Parahnya lagi, kadang kita juga ikut menertawakan aktivis yang dianggap “sok idealis”, karena lebih mudah hidup dalam kenyamanan ilusi ketimbang menghadapi pahitnya kenyataan.
Ketika Topeng Kekuasaan Mulai Retak
Topeng kekuasaan paling rapuh ketika berhadapan dengan kenyataan. Ketika janji tidak ditepati, ketika krisis tak tertangani, atau ketika suara rakyat tak didengar, maka retakan mulai muncul. Dan publik, yang dulu mungkin tepuk tangan, kini mulai bersiul.

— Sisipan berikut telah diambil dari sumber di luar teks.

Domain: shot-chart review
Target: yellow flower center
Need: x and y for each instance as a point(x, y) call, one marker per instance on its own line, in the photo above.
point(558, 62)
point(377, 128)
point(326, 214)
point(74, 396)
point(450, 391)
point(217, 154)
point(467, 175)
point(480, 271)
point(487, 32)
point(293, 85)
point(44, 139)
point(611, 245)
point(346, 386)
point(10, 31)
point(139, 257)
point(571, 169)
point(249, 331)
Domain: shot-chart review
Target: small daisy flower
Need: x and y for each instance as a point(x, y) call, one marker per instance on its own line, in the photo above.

Contoh paling nyata adalah ketika pemerintah bicara soal keberpihakan kepada rakyat, tapi di sisi lain menyetujui undang-undang yang lebih berpihak pada investor. Atau saat pemimpin menampilkan citra religius, tapi diam dalam menghadapi ketidakadilan. Inilah titik di mana dramaturgi terbongkar—ketika back stage tak sengaja terlihat oleh semua orang.
Ya. Setiap topeng punya batas waktu. Ketika krisis datang—entah bencana alam, pandemi, atau skandal kebijakan—publik mulai melihat retakan. Bahasa tubuh tak bisa lagi menyembunyikan kepanikan. Senyum dibalas sinis. Panggung itu goyah.
Di situlah panggung belakang tersingkap. Janji kosong menjadi terlihat. Agenda pribadi mencuat ke permukaan. Dan rakyat yang tadinya hanya penonton, mulai sadar bahwa mereka mungkin selama ini sedang ditipu aktor ulung yang licik dan picik.
Krisis bukan hanya ujian moral, tapi ujian akting. Dan dalam banyak kasus, krisis justru menunjukkan bahwa banyak aktor ternyata belum siap tampil tanpa naskah.
Saatnya Melepas Topeng
Tapi demokrasi yang sehat bukan dibangun dari kepura-puraan massal. Ia lahir dari keberanian untuk menanggalkan topeng: baik topeng penguasa, maupun topeng kita sendiri sebagai warga.
Memang, membongkar topeng kekuasaan itu tidak mudah. Kadang kita harus berhadapan dengan kekecewaan. Harapan yang dulu tinggi ternyata hancur di tengah jalan. Tapi proses itu perlu. Karena hanya dengan membuka topeng, kita bisa mulai melihat wajah kekuasaan yang sesungguhnya—apa adanya, tanpa polesan.
Demokrasi yang sehat bukan dibangun dari kepura-puraan massal. Ia lahir dari keberanian untuk menanggalkan topeng: baik topeng penguasa, maupun topeng kita sendiri sebagai warga.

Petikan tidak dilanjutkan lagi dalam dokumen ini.